Deciphering Trade-offs of Open and Closed AI Models: An In-Depth Look at Strategies Adopted by GM, Zoom and IBM

Published: 12 Jul 2025
Choosing an AI model is a strategic decision. Insights from AI leaders at GM, Zoom and IBM reveal their balanced approach in decision-making.

The process of deciding on artificial intelligence models brings about a healthy blend of technical and strategic decision-making. Open, closed, or hybrid models all have their string of trade-offs, a matter which was vividly explored in this year’s VB Transform by model architecture experts from companies like General Motors, Zoom, and IBM. They offered their insider perspectives on how their respective companies weigh and decide on AI model selection taking into account factors like cost, performance, trust, and safety.

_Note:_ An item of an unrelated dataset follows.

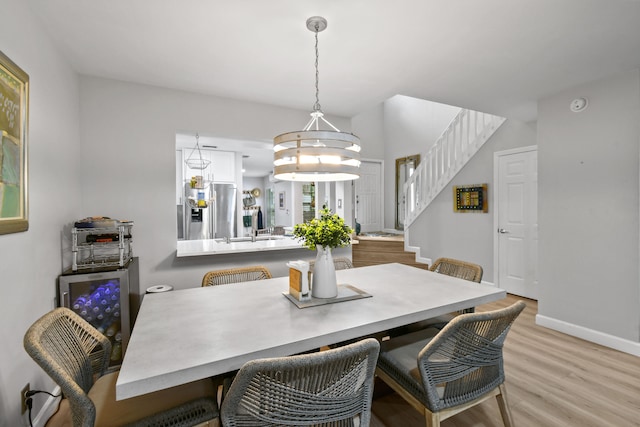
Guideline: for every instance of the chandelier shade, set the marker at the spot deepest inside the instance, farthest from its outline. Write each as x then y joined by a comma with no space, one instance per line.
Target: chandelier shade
313,154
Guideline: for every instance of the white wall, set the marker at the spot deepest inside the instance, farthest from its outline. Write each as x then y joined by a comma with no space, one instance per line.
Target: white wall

Barak Turovsky, the first-ever chief AI officer for General Motors, averred that new model releases and leaderboard changes often create a lot of ’noise’. Making reference to the time before leaderboards were mainstream, Turovsky reminisced about how open-sourcing model weights and training data led to significant breakthroughs. He emphasized the paradoxical trend of how open-source methods ironically helped create elements that went closed but might now be reopening.

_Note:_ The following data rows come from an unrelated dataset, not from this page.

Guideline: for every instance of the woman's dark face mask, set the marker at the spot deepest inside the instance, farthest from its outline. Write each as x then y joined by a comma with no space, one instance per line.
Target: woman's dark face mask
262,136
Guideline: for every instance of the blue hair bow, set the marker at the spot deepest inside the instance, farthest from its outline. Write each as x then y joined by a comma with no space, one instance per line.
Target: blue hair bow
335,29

Meanwhile, IBM’s AI strategy was expounded by the VP of its AI platform, Armand Ruiz. He recalled how IBM started its platform with its own large language models (LLMs), but later expanded to offer integrations with platforms like Hugging Face, enabling customers to select from a variety of open-source models. Addressing concerns of too much choice creating confusion, Ruiz noted that IBM aims to determine first the feasibility before looking at whether they should distil or customize a model according to specific customer requirements.

Over at Zoom, the company provides two configurations for its AI Companion, according to CTO Xuedong Huang. Customers have the option of federating the company’s own LLM with other larger foundational models, or, for those concerned about using too many models, they can solely use Zoom’s model. The choice, much like AI itself, remains constantly evolving and largely user-driven.